In January 2017, IR launched its Mission 41k with a target of saving Rs 410 billion in electric traction costs by 2025. This initiative was launched against the backdrop of growing electricity consumption and expenditure on traction that peaked in 2014-15 at 15.74 billion kWh and Rs 103.58 billion respectively.
Indian Railways’ total network spans 67,368 rkm. As per tentative figures, till March 2019, close to 35,000 rkm had been commissioned on electric traction and work on the remaining routes is under way. Three zonal railways – East Coast Railway, South East Central Railway and South Eastern Railway – had achieved more than 85 per cent electrification till March 2019.
In line with IR’s vision of 100 per cent electrification, there will be a requirement of 2,173 electric locomotives between 2019-20 and 2021-22. The actual production for the period 2016-17 to 2018-19 stood at 1,296 electric locomotives. For the first time, Indian Railways has converted a diesel locomotive into an electric one at Diesel Locomotive Works in Varanasi, Uttar Pradesh, and it was flagged off in February 2019.
Other energy conservation efforts
Leveraging open access has been a key initiative of Indian Railways in reducing its energy cost. Earlier, it procured electricity for traction applications as an ordinary consumer and thus paid high tariffs. However, in May 2014, it achieved the status of deemed licensee under Section 14 of the Electricity Act 2003. As a result, in 2017-18, through sourcing power from the open access route, Indian Railways has been able to achieve savings of around Rs 30 billion. Almost the entire power requirement of 2,000 MW has been tied up and around 1,160 MW of power has started flowing in 2017-18.
Another priority for Indian Railways is to use renewable energy extensively to bring down the cost of non-traction power. According to Railway Energy Management Company Limited, rooftop solar plants of 50 MW have already been installed. Contracts for 157 MW of such projects have been awarded and 95 MW is at the tendering stage. A further capacity addition of 248 MW has been planned. As for ground-mounted solar projects, there are three in the pipeline – a 2 MW pilot project along the railway track on the Delhi-Ambala section of Northern Railways with direct connectivity to the traction system, 50 MW from installations on railway land in Chhattisgarh and 400 MW through REWA Ultra Mega Solar Limited. Besides, about 97.4 MW of wind energy projects have been commissioned, of which 47 MW has been commissioned under the engineering, procurement and construction mode and the remaining under the tariff-based bidding model.
Indian Railways is also registered as a “designated consumer” under the PAT cycle 2. It has 22 identified “designated consumers”, which include 16 zonal railways for traction, having an annual energy consumption of more than 30,000 tonnes of oil equivalent (toe) or above along with six production units.
Another important area for energy conservation has been the deployment of LEDs.
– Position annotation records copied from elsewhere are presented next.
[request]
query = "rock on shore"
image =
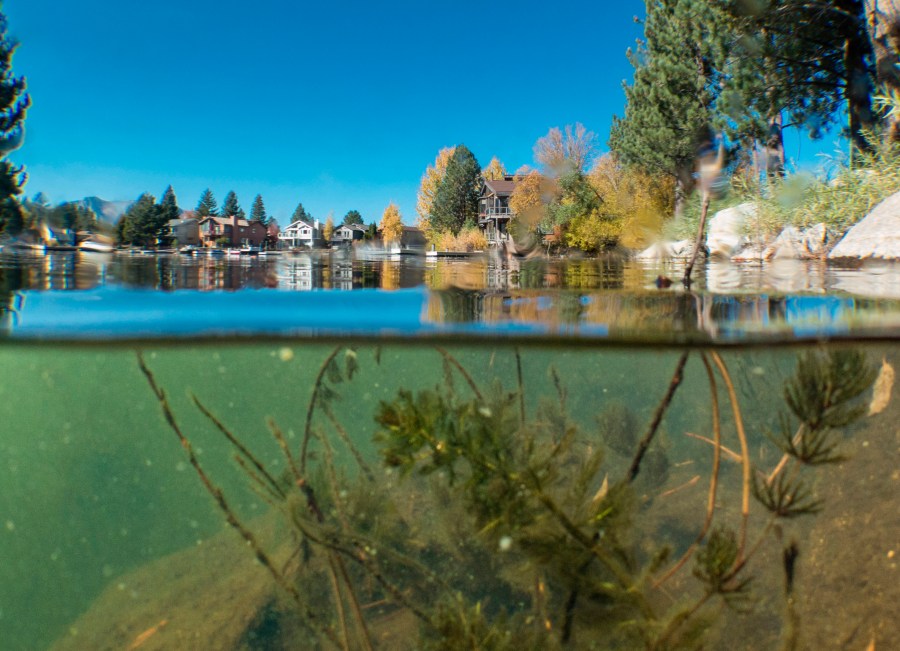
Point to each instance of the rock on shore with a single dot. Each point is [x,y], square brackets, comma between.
[876,236]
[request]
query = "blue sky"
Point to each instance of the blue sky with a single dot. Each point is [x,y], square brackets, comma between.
[339,105]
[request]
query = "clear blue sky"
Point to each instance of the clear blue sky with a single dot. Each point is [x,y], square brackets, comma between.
[339,105]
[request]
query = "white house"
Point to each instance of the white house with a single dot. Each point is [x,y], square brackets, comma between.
[301,234]
[348,233]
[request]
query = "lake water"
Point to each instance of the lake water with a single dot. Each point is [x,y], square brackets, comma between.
[446,463]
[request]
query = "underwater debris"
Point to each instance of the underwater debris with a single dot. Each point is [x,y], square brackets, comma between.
[495,526]
[881,391]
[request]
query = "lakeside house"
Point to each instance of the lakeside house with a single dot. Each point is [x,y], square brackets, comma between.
[185,232]
[494,212]
[302,233]
[348,233]
[231,231]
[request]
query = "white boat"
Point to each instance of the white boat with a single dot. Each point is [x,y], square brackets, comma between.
[94,246]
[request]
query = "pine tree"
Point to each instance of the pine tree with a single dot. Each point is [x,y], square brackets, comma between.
[258,211]
[14,103]
[300,213]
[669,110]
[456,199]
[231,207]
[391,225]
[207,206]
[800,60]
[353,217]
[145,222]
[169,205]
[495,171]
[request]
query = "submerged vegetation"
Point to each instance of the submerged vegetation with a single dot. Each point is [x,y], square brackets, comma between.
[486,521]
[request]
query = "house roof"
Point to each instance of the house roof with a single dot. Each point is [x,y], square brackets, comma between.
[228,221]
[299,223]
[500,187]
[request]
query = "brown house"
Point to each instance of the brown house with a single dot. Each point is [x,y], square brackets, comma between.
[494,212]
[233,231]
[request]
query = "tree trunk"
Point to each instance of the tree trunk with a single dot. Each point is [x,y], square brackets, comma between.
[775,147]
[883,24]
[858,81]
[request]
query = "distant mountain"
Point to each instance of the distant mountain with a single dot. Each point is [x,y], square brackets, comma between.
[106,211]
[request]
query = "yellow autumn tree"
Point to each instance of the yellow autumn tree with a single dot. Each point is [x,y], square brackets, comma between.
[391,225]
[529,199]
[431,181]
[635,201]
[565,151]
[328,229]
[495,171]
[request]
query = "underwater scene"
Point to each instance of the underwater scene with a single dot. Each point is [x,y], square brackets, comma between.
[506,494]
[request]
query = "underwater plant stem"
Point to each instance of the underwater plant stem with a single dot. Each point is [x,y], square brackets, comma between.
[521,385]
[704,209]
[645,442]
[784,458]
[731,454]
[745,453]
[285,449]
[678,620]
[462,371]
[317,385]
[354,604]
[223,505]
[338,603]
[713,479]
[241,448]
[345,438]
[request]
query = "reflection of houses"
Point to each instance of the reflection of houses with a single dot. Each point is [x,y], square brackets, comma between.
[348,233]
[302,234]
[232,231]
[185,231]
[493,209]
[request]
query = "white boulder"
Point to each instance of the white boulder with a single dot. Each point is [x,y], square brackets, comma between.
[726,229]
[876,236]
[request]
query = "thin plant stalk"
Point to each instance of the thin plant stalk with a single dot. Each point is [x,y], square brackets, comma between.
[462,371]
[317,386]
[745,452]
[645,442]
[223,505]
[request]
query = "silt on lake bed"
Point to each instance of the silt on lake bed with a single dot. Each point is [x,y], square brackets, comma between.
[432,496]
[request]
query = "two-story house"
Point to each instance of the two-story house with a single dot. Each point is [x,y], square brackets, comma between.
[348,233]
[494,212]
[231,231]
[185,232]
[300,234]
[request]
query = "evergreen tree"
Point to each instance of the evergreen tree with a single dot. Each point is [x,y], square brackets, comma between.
[169,205]
[258,211]
[231,207]
[300,213]
[353,217]
[803,60]
[456,199]
[207,206]
[669,108]
[14,103]
[145,222]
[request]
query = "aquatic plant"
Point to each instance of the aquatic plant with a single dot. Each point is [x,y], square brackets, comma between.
[489,522]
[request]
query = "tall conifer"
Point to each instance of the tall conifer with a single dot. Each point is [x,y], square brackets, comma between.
[258,211]
[207,206]
[14,103]
[456,199]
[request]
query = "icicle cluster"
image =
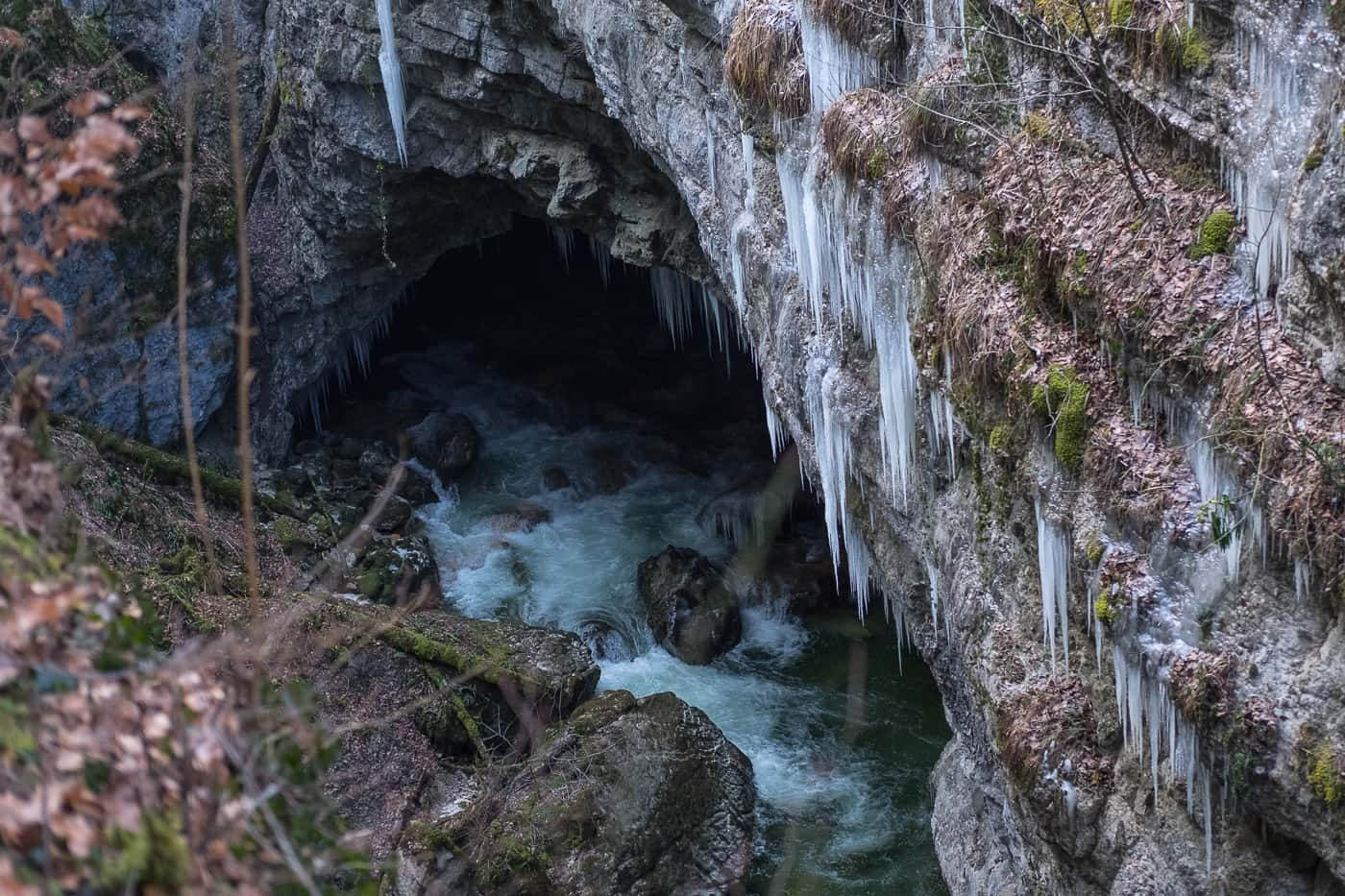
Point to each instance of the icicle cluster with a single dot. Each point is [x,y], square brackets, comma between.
[1286,67]
[836,463]
[390,66]
[1143,700]
[356,346]
[834,66]
[676,298]
[743,225]
[843,252]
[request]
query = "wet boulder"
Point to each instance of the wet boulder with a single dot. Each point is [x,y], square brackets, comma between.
[604,641]
[444,443]
[379,463]
[518,517]
[396,570]
[690,608]
[641,797]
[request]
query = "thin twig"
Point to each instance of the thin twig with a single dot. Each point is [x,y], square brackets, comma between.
[245,459]
[188,422]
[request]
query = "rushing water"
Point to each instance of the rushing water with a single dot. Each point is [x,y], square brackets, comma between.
[841,742]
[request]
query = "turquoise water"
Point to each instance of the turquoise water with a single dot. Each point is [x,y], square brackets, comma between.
[841,741]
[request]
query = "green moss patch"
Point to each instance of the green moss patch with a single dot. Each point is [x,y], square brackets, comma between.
[1214,234]
[1064,400]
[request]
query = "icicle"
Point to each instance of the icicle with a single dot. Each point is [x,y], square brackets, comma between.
[943,424]
[709,151]
[748,170]
[390,66]
[1302,579]
[834,465]
[775,426]
[1052,564]
[1287,67]
[932,574]
[834,64]
[564,240]
[604,264]
[742,225]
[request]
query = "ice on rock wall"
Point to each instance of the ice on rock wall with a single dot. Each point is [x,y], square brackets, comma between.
[938,593]
[775,426]
[836,462]
[678,298]
[1286,63]
[390,66]
[942,422]
[709,153]
[564,240]
[1053,568]
[1143,701]
[743,225]
[1231,512]
[850,267]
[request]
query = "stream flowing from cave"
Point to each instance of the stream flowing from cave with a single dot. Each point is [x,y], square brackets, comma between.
[841,809]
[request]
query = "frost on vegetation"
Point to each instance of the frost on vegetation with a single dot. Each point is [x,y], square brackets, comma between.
[763,61]
[836,66]
[1143,700]
[1286,66]
[1053,569]
[390,66]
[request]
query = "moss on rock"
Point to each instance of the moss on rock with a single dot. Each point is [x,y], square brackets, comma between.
[154,856]
[1325,775]
[1064,400]
[1214,234]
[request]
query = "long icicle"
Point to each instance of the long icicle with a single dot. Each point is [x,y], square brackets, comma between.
[392,69]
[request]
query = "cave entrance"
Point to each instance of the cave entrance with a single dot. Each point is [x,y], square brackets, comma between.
[618,416]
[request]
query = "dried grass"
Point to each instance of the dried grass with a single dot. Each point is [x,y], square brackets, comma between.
[861,22]
[764,58]
[863,134]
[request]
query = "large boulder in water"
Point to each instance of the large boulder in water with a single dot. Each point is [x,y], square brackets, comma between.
[689,606]
[642,797]
[444,443]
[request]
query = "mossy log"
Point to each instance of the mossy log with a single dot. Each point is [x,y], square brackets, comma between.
[172,469]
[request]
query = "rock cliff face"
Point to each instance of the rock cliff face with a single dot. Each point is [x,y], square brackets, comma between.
[1087,449]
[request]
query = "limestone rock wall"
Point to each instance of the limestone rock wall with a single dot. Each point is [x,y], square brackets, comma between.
[1197,597]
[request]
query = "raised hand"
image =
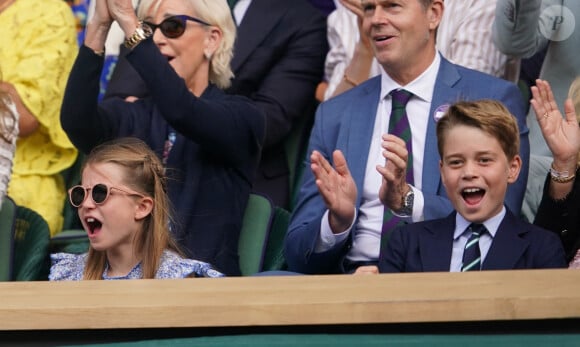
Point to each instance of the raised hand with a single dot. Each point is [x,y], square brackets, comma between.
[562,135]
[394,185]
[337,188]
[124,13]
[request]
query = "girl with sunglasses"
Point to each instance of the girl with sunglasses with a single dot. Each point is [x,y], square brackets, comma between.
[124,209]
[209,142]
[8,136]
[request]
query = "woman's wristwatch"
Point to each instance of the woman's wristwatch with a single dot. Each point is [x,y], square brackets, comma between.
[142,32]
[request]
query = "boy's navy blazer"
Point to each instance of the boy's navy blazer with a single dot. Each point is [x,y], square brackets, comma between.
[427,246]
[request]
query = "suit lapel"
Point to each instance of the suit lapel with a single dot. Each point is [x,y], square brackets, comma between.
[443,94]
[257,23]
[355,137]
[507,247]
[436,244]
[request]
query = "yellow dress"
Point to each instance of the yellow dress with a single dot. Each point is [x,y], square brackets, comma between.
[38,46]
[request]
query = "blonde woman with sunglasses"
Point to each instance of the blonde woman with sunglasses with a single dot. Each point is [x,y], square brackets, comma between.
[123,206]
[209,142]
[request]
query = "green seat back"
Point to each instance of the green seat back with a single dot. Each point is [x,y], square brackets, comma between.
[31,240]
[73,241]
[7,220]
[295,147]
[254,234]
[274,257]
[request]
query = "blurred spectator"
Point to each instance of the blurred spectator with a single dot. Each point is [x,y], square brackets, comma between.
[278,62]
[8,136]
[37,49]
[464,37]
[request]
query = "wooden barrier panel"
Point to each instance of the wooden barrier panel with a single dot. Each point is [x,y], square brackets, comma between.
[291,300]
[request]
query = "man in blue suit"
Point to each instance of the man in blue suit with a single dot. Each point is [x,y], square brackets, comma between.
[478,145]
[336,225]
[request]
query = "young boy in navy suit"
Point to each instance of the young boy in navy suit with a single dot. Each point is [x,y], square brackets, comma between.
[478,143]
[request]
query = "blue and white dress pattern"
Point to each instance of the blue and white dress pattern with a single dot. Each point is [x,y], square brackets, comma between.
[70,267]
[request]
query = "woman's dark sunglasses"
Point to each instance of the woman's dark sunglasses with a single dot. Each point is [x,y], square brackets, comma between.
[174,26]
[99,193]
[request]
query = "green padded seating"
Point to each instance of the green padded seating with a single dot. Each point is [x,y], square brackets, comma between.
[31,241]
[70,241]
[24,240]
[254,234]
[7,221]
[274,256]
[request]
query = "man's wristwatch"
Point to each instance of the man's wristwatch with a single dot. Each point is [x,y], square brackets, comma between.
[142,32]
[407,204]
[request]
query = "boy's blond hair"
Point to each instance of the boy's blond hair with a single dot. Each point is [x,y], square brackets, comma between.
[490,116]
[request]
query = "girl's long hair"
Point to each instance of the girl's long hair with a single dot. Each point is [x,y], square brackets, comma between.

In January 2019, Indian Railways claimed to have installed 100 per cent LED luminaries on all electrified stations, except those under gauge conversion as well as on 99 per cent of service buildings.
Net, net, with the railway sector expected to continue to witness strong growth over the next few years, its green initiatives will go a long way in reducing its carbon footprint as well as improving finances through reducing its energy costs.